La création de workflows de traitement des vulnérabilités est une fonction de base d’une solution RBVM.

Autre éditeur sur les rangs, Rapid7. En parallèle à son XDR InsightIDR, sa solution de sécurité Cloud InsightCloudSec, et son SOAR InsightConnect, il propose InsightVM, un outil de gestion des vulnérabilités. «  La solution permet aux équipes de sécurité de découvrir et de remédier en premier lieu aux vulnérabilités à haut risque, de suivre et de collaborer avec leurs pairs pour faire progresser la remédiation » argumente Ben Austin, Sr. Manager, Product Marketing chez Rapid7. « Elle permet en outre d’assurer la conformité aux politiques et aux réglementations et d’accroître la couverture des risques dans un environnement en évolution rapide. » Parmi les atouts de l’offre InsightVM figure une surveillance en temps réel depuis l’agent léger, des tableaux de bord entièrement personnalisables et interactifs ainsi que des projets de remédiation intégrés à l’IT. « Les flux de menaces intégrés et une évaluation dynamique des risques permettent aux utilisateurs de classer les vulnérabilités par ordre de priorité comme le ferait un attaquant, et bien plus encore. InsightVM est intégré à la plateforme Insight de Rapid7, avec d’autres fonctionnalités de sécurité du Cloud, de test de sécurité des applications, de détection et de réponse, et d’orchestration et d’automatisation, offrant aux équipes de sécurité une solution consolidée qui les aide à gérer les risques et à éliminer les menaces dans l’ensemble de leur organisation, des endpoints (terminaux) au Cloud. »

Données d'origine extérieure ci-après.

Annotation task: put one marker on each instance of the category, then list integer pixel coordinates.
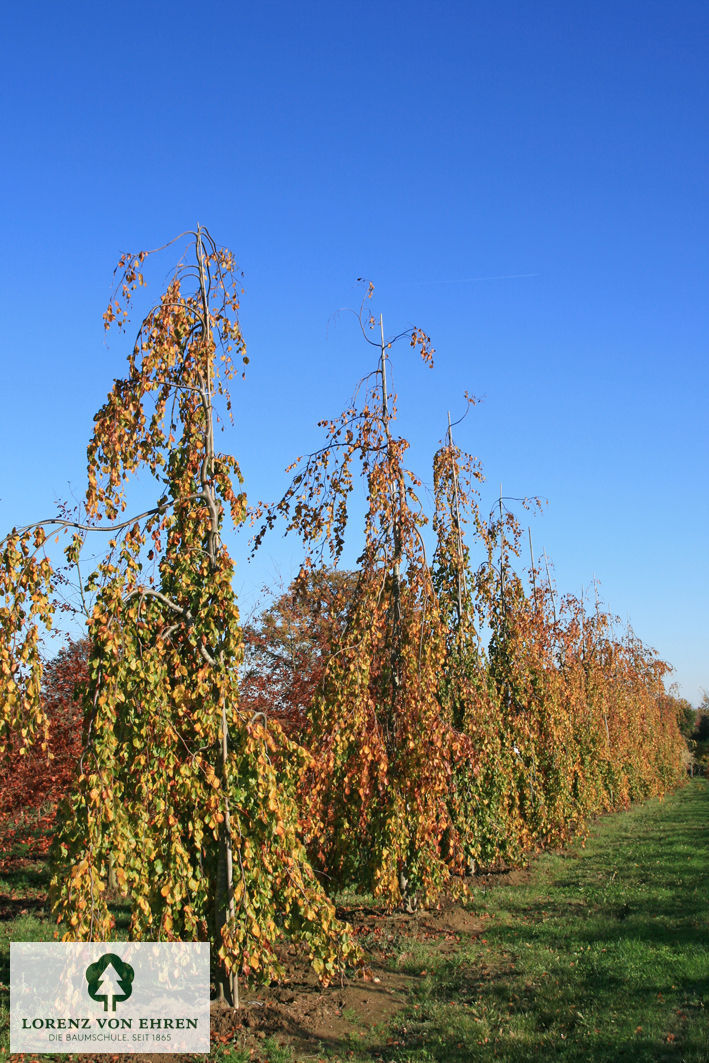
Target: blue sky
(527, 182)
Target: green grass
(602, 957)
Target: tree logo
(110, 980)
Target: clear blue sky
(527, 182)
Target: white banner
(108, 997)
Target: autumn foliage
(435, 710)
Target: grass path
(595, 955)
(601, 956)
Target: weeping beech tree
(377, 793)
(179, 800)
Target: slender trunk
(228, 986)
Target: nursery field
(596, 952)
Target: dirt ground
(310, 1018)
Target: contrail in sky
(469, 280)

Le CTEM, le futur de la gestion des vulnérabilités ?

Si la concurrence est rude sur les solutions de RBVM, les analystes du Gartner ont déjà formalisé la prochaine étape : le Continuous Threat Exposure Management (CTEM). L’idée est de réduire encore le délai entre la découverte d’une vulnérabilité et sa remédiation. Le CTEM ne correspond pas nécessairement à un outil, mais à une posture de sécurité avec des processus et des technologies qui évaluent en permanence l’accessibilité et la vulnérabilité des ressources IT d’une entreprise.

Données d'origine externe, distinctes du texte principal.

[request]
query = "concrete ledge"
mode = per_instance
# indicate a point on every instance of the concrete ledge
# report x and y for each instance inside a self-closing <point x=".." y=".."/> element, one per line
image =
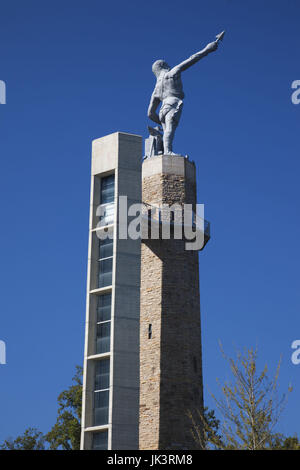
<point x="169" y="165"/>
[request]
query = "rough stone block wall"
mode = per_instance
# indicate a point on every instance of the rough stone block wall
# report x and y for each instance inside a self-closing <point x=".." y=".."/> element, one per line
<point x="170" y="361"/>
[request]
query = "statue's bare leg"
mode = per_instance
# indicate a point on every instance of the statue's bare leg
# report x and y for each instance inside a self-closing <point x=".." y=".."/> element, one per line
<point x="169" y="127"/>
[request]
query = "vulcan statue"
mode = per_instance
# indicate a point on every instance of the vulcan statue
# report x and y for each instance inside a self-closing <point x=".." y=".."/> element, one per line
<point x="168" y="92"/>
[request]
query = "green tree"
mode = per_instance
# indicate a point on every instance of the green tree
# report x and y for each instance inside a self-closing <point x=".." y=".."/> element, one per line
<point x="65" y="434"/>
<point x="32" y="439"/>
<point x="250" y="409"/>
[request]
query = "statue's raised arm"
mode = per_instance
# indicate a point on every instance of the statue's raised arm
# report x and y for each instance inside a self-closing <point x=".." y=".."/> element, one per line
<point x="212" y="46"/>
<point x="168" y="92"/>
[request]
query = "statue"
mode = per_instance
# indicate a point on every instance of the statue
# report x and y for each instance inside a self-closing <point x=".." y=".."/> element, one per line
<point x="169" y="92"/>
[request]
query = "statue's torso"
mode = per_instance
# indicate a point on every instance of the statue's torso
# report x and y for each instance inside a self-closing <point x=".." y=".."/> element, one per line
<point x="169" y="85"/>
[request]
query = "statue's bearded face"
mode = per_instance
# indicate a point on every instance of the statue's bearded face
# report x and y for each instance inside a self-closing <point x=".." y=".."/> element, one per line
<point x="158" y="66"/>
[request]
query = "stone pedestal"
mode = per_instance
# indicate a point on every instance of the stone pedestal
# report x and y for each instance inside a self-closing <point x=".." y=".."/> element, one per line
<point x="170" y="332"/>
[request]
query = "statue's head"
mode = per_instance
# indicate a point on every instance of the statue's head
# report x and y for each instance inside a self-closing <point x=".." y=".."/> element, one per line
<point x="158" y="66"/>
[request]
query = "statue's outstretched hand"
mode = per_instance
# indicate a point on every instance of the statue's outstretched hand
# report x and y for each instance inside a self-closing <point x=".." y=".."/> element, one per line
<point x="212" y="46"/>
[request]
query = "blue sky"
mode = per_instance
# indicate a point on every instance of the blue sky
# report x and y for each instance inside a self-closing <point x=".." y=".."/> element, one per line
<point x="76" y="71"/>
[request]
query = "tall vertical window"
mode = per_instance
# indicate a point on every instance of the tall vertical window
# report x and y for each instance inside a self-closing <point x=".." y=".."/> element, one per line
<point x="103" y="324"/>
<point x="101" y="393"/>
<point x="100" y="440"/>
<point x="105" y="262"/>
<point x="107" y="194"/>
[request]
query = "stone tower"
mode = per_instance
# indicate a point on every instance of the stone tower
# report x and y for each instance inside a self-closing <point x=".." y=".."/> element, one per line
<point x="170" y="331"/>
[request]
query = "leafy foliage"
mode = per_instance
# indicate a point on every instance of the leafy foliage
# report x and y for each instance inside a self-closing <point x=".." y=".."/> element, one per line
<point x="250" y="408"/>
<point x="65" y="434"/>
<point x="32" y="439"/>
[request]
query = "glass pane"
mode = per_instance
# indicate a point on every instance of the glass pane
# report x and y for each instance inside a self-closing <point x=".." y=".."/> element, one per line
<point x="102" y="374"/>
<point x="100" y="440"/>
<point x="104" y="308"/>
<point x="105" y="248"/>
<point x="107" y="189"/>
<point x="105" y="273"/>
<point x="107" y="181"/>
<point x="107" y="195"/>
<point x="103" y="338"/>
<point x="108" y="214"/>
<point x="101" y="408"/>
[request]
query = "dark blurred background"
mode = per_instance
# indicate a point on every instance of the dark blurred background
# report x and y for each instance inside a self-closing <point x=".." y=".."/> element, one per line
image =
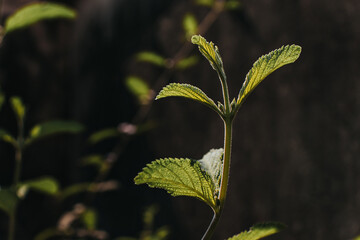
<point x="296" y="139"/>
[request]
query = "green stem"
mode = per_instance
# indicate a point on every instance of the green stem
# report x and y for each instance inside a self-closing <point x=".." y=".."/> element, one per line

Les solutions de gestion des vulnérabilités les plus performantes sont capables de délivrer un graphe d’attaque généré à partir des différentes vulnérabilités détectées dans le système d’information. Une information capitale pour prioriser la remédiation des vulnérabilités, mais aussi importante en phase forensic pour analyser une attaque post-mortem.

L’approche met en œuvre les concepts de gestion de l’exposition avec un spectre qui va bien au-delà de la seule gestion des vulnérabilités remontées par les scanners : une surveillance de l’ensemble de l’exposition, couplée à des contrôles en continu des mesures de remédiation prises. Le CTEM introduit une notion de « Red Team » automatisée qui vérifie en permanence la validité des nouvelles applications et des corrections apportées, mais aussi une approche collaborative en interne puisque l’approche se veut transversale dans la DSI afin de traiter au plus vite les vulnérabilités pouvant apparaître dans les nouvelles applications ou les briques du SI déjà en place. Avec l’acquisition de la startup Randori en 2022, IBM Security propose une implémentation de cette approche. Nul doute que cette vision proactive du traitement des vulnérabilités prendra de l’ampleur dans les années à venir.